はずなのに、何の因果かドラゴンの巣へと引っ越さなければいけなくなった。
龍の加護を得て、途轍もなく強くなったが、出来ることならパーティに居た時に強くなりたかった。
そうすれば、こんな隠居みたいな真似をしなくても済んだし、龍の用心棒をすることもなかったはずだ。
もっとも、此処に来なければ龍の加護を得ることもなかっただろうから、人生は何がどう転ぶか分からない。

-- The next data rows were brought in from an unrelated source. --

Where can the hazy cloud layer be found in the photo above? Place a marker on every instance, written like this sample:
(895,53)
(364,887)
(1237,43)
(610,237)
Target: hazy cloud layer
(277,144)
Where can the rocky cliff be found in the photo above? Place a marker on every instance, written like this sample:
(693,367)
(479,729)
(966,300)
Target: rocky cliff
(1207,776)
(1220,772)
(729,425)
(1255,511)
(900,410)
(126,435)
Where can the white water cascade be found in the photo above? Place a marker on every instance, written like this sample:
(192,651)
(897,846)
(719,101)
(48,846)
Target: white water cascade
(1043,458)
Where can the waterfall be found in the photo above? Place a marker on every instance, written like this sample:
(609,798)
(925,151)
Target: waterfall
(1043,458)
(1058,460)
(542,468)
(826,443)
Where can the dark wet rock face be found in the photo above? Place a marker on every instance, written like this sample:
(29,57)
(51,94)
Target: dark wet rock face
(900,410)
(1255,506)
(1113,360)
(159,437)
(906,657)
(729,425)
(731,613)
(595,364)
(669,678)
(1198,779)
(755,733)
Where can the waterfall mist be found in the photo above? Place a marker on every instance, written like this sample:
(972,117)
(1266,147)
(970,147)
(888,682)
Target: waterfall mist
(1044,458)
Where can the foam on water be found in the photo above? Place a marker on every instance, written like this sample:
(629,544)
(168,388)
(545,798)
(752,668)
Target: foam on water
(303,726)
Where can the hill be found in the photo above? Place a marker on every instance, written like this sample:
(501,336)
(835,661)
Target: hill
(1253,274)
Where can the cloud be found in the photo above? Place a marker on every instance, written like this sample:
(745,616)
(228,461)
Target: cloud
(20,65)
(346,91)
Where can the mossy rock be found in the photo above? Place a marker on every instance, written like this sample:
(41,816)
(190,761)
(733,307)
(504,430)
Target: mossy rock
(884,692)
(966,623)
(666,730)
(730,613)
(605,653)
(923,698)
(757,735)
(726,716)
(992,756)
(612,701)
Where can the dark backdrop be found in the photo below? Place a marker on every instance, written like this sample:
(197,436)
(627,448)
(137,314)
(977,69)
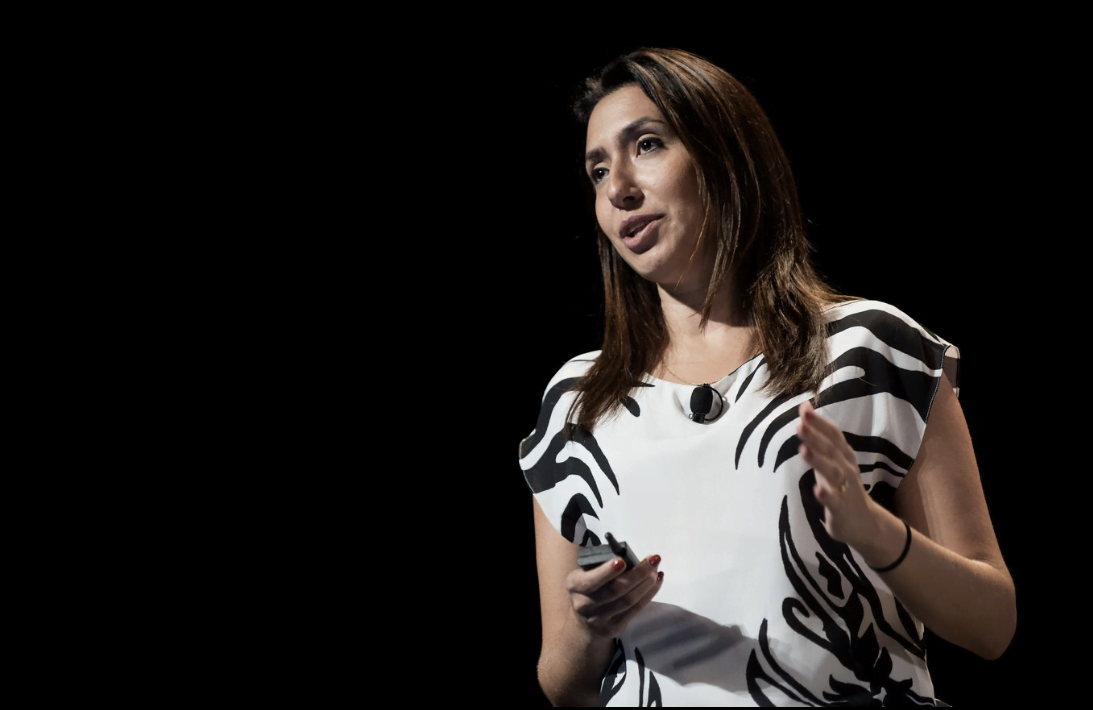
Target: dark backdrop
(924,170)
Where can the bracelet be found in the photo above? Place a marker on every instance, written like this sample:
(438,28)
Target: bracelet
(898,559)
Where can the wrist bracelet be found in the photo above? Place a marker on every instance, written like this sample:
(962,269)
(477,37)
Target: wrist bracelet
(898,559)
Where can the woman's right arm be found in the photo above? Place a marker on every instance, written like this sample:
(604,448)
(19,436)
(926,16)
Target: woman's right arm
(583,612)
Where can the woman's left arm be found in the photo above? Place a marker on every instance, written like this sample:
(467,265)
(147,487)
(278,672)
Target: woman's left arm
(953,577)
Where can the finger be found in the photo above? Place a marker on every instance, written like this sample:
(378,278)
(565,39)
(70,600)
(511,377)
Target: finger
(589,581)
(829,472)
(641,603)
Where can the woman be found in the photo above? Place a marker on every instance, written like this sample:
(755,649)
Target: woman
(792,461)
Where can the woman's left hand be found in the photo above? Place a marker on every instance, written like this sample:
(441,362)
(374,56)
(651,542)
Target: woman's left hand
(847,507)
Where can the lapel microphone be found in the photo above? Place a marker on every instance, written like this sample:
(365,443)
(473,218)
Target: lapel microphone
(702,402)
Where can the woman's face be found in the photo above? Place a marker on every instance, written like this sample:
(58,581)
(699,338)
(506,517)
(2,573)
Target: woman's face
(646,187)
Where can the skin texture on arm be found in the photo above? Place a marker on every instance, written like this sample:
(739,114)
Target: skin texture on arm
(583,612)
(953,578)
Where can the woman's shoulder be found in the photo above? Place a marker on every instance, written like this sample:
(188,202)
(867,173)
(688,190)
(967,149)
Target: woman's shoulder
(574,367)
(877,316)
(883,324)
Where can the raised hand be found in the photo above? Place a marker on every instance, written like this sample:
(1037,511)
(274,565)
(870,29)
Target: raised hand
(608,596)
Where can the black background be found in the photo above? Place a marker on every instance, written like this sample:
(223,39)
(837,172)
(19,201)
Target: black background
(929,174)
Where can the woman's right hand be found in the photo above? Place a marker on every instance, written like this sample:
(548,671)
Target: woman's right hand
(608,596)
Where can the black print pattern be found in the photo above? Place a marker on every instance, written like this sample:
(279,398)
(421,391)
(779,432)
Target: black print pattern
(809,625)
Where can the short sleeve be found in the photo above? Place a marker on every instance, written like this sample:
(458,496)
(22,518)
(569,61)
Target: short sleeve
(544,458)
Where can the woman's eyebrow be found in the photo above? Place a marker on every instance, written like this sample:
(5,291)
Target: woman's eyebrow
(598,154)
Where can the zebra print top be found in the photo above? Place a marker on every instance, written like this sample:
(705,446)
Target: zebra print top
(759,605)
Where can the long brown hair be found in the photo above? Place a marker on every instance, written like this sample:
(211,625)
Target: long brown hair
(751,211)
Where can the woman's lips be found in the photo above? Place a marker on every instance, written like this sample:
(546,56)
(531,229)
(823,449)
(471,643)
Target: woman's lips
(644,238)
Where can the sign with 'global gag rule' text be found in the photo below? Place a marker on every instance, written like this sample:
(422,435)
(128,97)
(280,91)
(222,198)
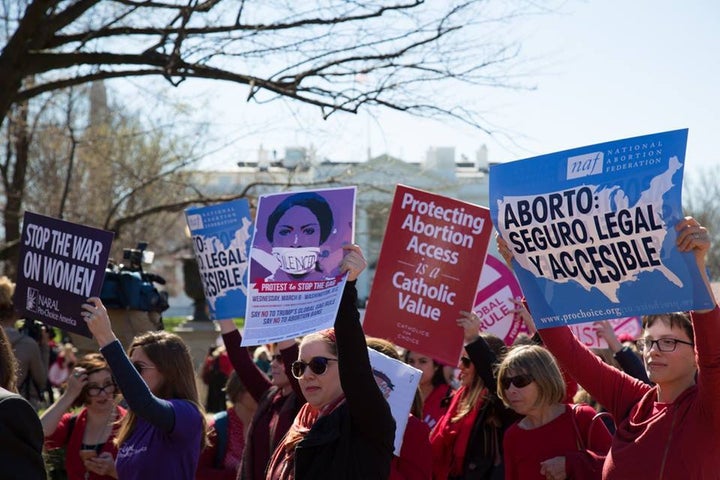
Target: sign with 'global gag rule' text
(592,230)
(428,270)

そんなことを考えながら歩いていたら、昨日、ヴィーヴルと会った湖へと着いた。
着いてぼーっと湖を眺めていたら、ヴィーヴルが瞬間移動してきた。
人間の姿で、今日は服をきちんと着ている。
「なんじゃ? 残念か? 昨日は照れておったのに」
ヴィーヴルが微笑んでいる。
美人の微笑に、目が釘付けとなる。
「いや、そんなことはないよ。
時間的に、丁度良かったようだな」
半分、図星を突かれていたので、話の矛先を変えた。
「お主が来たら分かるようにしておいたのじゃ」
「そんなこともできるのか?」
「結界の応用じゃ。
ノアも魔法に慣れたら使えるようになるかもしれん」
「おぉ、じゃあ瞬間転送もか? ヴィーヴルは今日も昨日も使っていたろ? 俺も使えるようになれるのか?」
「まぁ、今後の練習次第じゃな。
使うに必要な魔力は加護により十分にある。
あとは、どのように魔力を具現化するかというイメージを持つことが必要なのじゃ」
「いまいち分からないが、教えてもらえるのか?」
「あぁ、妾が暇な時は構わんぞ」
「よろしく頼む」
「うむ、それで、荷物はそれだけか?」
「あぁ、これ以上は持ってこられそうになかったからな」
「ふむ、では行くか」
そう言って、ヴィーヴルは手を差し出してきた。
「妾の瞬間移動は、妾の触れているものも一緒に移動できる。
なので、ノアに触れておれば一緒に移動できるのじゃ。
荷物を持って、手を出すのじゃ」
「てっきり、龍の姿になって乗せていってもらえるのかと思っていたよ」
「それだと目立ってしまうのでな。
できる限り目立ちたくはないのじゃ」
俺は荷物を持って、ヴィーヴルが差し出した手を握った。
小さい手だ。
思いっきり握ったら、潰してしまうんじゃないかと思えるくらい、か細い小さい手だ。
「そんな握り方じゃ、途中で逸れてしまうかも知れんぞ」
ヴィーヴルが微笑んでいる。
そんなこともあるのかと思い、手を強く握った。
「冗談じゃ。
そんなに緊張せんでもよい。
移動は一瞬で終わる。
では……いくぞ!」
そう言った直後に目の前が一瞬、真っ暗になったかと思うと、目の前に洞窟がある森の中に居た。